What is the larger project?
This pilot belongs to a larger project in development that aims to change the way we understand reading, and to explore new ways of thinking about the immersive book of the future. The idea that the move towards silent reading was finalised with a new technology invented in the Renaissance (print) lies at the heart of our cultural histories of the book from the mid-twentieth century. Our project began with a hunch that the technologies of voice and print in fact intersect in meaningful ways in this period. The new project aims: (1) to recover early voicescapes, from the theatre to the printing house in early modern London that helped to create early printed books conceived as live experiences and social events; (2) to recover, explore and analyse the internal voice of adult readers today; (3) to experiment with digital technologies to explore ways of understanding the relationship between text, meaning and sound to imagine and create future books that prioritise reading as experience. This pilot is our early contribution to aim (3).
What does the pilot do?
This pilot gives users a series of choices to explore their reading voice. After uploading some text - a few sentences is probably best - the user chooses a series of voices from a dropdown menu, and creates cues to explore the effect of their choices. They might start by choosing a voice to listen to: male/female; British/American. Then they can choose particular timbres, and also pace, prosody, and emphasis, exploring the relationship between sound (voice) and meaning. The software underpinning this pilot is AWS Polly, the same text-to-speech engine used for Amazon Alexa Smart Speakers.

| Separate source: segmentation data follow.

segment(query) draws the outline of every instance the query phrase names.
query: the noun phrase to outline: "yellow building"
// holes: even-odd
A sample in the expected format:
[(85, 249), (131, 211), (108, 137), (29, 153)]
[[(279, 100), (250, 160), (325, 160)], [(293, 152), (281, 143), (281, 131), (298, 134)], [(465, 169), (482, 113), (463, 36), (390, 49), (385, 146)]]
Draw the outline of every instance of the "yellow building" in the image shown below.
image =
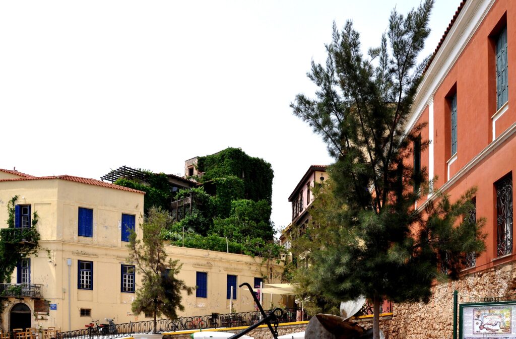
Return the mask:
[[(37, 256), (22, 260), (11, 284), (0, 286), (0, 298), (7, 300), (2, 315), (5, 330), (56, 326), (66, 331), (84, 328), (92, 319), (115, 318), (117, 324), (146, 319), (131, 310), (140, 277), (127, 261), (126, 241), (128, 227), (141, 236), (143, 192), (94, 179), (37, 177), (0, 169), (0, 220), (8, 219), (7, 204), (15, 196), (15, 227), (30, 227), (37, 212), (41, 239)], [(7, 227), (2, 223), (1, 228)], [(170, 257), (183, 264), (179, 278), (200, 287), (184, 296), (184, 315), (229, 313), (230, 285), (252, 285), (282, 270), (260, 258), (166, 248)], [(237, 288), (234, 294), (235, 311), (254, 310), (248, 292)], [(279, 299), (272, 301), (277, 305)], [(270, 303), (264, 296), (264, 305)]]

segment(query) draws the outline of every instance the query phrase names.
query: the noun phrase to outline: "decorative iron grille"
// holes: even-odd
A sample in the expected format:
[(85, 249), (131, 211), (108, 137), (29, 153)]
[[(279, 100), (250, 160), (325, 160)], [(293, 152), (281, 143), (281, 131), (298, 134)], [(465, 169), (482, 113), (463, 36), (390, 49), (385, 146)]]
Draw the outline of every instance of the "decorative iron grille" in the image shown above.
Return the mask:
[(496, 183), (496, 230), (498, 256), (512, 252), (512, 174)]

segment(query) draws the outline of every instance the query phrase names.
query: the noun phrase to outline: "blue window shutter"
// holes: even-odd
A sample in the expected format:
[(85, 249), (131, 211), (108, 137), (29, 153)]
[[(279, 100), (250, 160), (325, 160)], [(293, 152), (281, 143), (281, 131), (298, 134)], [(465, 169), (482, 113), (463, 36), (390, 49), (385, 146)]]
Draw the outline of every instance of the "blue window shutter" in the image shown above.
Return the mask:
[(507, 28), (500, 32), (496, 40), (496, 109), (503, 106), (508, 100), (508, 79), (507, 77)]
[(452, 99), (452, 155), (457, 153), (457, 94)]
[(21, 227), (22, 208), (20, 206), (20, 205), (17, 205), (14, 206), (14, 227), (19, 228)]
[(122, 241), (128, 241), (131, 231), (134, 231), (135, 216), (130, 214), (122, 215)]
[(22, 283), (22, 261), (20, 260), (16, 264), (16, 283)]
[(93, 210), (79, 207), (78, 234), (92, 237), (93, 235)]
[(207, 296), (207, 276), (205, 272), (197, 272), (196, 297), (197, 298), (206, 298)]
[(228, 275), (228, 287), (226, 291), (227, 299), (231, 299), (231, 286), (233, 286), (233, 300), (236, 299), (236, 276)]

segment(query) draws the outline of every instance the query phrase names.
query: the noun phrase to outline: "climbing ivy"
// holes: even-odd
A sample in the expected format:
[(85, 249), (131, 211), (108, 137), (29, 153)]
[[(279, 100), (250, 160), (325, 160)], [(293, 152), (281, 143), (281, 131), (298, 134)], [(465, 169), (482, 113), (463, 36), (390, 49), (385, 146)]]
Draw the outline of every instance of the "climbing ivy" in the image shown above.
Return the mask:
[(271, 203), (274, 171), (263, 159), (249, 156), (238, 148), (228, 148), (220, 152), (199, 157), (197, 170), (203, 172), (201, 183), (230, 176), (240, 179), (244, 183), (244, 199)]
[(33, 214), (32, 227), (14, 228), (14, 211), (18, 196), (12, 197), (7, 204), (9, 227), (0, 230), (0, 283), (9, 283), (18, 262), (23, 259), (37, 254), (39, 233), (36, 225), (38, 213)]

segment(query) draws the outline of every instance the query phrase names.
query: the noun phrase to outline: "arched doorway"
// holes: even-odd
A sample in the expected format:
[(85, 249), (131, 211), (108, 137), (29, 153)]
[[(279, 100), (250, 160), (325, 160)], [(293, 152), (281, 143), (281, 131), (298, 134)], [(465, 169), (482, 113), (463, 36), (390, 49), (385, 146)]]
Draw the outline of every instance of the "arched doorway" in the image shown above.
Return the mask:
[(29, 306), (23, 302), (19, 302), (11, 309), (9, 314), (9, 329), (22, 328), (24, 330), (32, 325), (32, 314)]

What doesn't the pilot do?
First of all, this pilot does not look ‘nice’. We were not designing a tool for commercial use, but asking a question: can we make explicit the relationship between voice and meaning? And what software might we use to do that? AWS Polly is in development, and it is hoped that it will become more nuanced as time goes on. The downside is that the software is always being updated and that means our pilot needs regularly updating too. We are also concerned that the voices are not ‘human’ enough, and that the process of cueing a text is slow.